ADM e nuove regole: cosa cambia per il gioco a distanza nel 2026
Se oggi apri un conto di gioco con licenza italiana, sai cosa aspettarti: verifica dei dati, limiti di spesa, regole chiare. Nel 2026 alcuni passaggi saranno più stretti, altri più semplici e trasparenti. Le pagine che vedi, i messaggi di avviso, i metodi di pagamento: tutto può cambiare in piccoli ma importanti dettagli.
In un minuto, ecco il quadro. Per chi gioca: verifiche più rapide ma più attente, limiti e avvisi più visibili, meno pubblicità ambigua. Per gli operatori: più report tecnici, più controlli anti-rischio, più obblighi su sicurezza e dati. Per tutti: meno zone grigie, più standard comuni in Europa.
La domanda vera è: come prepararsi senza stress e senza perdere tempo? Andiamo al punto, con esempi chiari, una tabella pratica e link a fonti ufficiali.

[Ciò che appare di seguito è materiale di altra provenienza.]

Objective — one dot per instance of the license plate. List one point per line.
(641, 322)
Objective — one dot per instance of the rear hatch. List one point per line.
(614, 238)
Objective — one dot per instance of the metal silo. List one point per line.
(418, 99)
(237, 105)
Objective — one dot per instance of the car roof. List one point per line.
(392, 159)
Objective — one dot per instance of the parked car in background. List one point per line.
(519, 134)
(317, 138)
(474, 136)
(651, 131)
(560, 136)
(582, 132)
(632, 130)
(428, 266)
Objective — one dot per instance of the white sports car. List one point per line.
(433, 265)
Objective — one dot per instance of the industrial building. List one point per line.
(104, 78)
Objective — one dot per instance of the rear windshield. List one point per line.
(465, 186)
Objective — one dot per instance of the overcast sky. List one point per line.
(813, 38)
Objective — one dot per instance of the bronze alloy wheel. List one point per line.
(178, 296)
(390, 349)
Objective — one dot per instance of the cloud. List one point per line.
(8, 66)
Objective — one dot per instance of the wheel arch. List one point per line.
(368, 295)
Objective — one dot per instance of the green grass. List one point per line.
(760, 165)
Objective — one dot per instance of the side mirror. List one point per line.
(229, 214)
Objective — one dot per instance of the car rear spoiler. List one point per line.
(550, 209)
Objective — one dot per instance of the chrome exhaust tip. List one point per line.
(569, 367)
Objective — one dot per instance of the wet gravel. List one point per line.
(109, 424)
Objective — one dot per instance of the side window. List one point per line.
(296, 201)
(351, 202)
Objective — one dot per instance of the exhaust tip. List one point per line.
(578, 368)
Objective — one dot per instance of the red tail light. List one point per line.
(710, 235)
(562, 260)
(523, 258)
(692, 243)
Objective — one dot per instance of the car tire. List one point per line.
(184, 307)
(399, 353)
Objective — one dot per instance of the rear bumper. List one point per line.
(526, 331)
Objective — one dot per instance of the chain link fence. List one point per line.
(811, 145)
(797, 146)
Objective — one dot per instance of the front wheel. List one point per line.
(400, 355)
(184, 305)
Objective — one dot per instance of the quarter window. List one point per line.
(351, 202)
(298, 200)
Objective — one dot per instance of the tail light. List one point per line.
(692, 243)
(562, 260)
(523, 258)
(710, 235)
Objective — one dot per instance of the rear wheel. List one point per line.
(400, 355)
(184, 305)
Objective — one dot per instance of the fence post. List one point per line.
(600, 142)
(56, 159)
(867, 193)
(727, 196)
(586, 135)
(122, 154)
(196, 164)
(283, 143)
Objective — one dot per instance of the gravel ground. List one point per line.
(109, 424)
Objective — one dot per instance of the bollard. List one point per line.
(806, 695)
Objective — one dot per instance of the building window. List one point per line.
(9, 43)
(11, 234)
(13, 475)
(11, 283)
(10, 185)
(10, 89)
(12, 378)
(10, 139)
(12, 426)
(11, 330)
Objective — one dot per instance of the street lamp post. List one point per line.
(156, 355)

Perché ora: il contesto europeo in due mosse
Negli ultimi anni l’UE ha alzato l’asticella su sicurezza online, trasparenza e pagamenti. Questo tocca anche il gioco a distanza. Da una parte c’è il Digital Services Act, che spinge piattaforme e servizi a più responsabilità sul web. Se vuoi il testo di base, lo trovi qui: Digital Services Act. Dall’altra arrivano nuove regole sui pagamenti (PSD3), con più protezione per i clienti e più controllo sui flussi. Il quadro è qui: PSD3 e servizi di pagamento.
Queste spinte si riflettono sulle regole nazionali. In Italia, l’Autorità è l’Agenzia delle Dogane e dei Monopoli. Le novità per il 2026 nascono per stare al passo con l’Europa e per ridurre i rischi: frodi, riciclaggio, uso scorretto dei dati, pubblicità non chiara. Nota: questa guida non è consulenza legale. Aggiorneremo i punti chiave quando usciranno i testi finali in Gazzetta Ufficiale.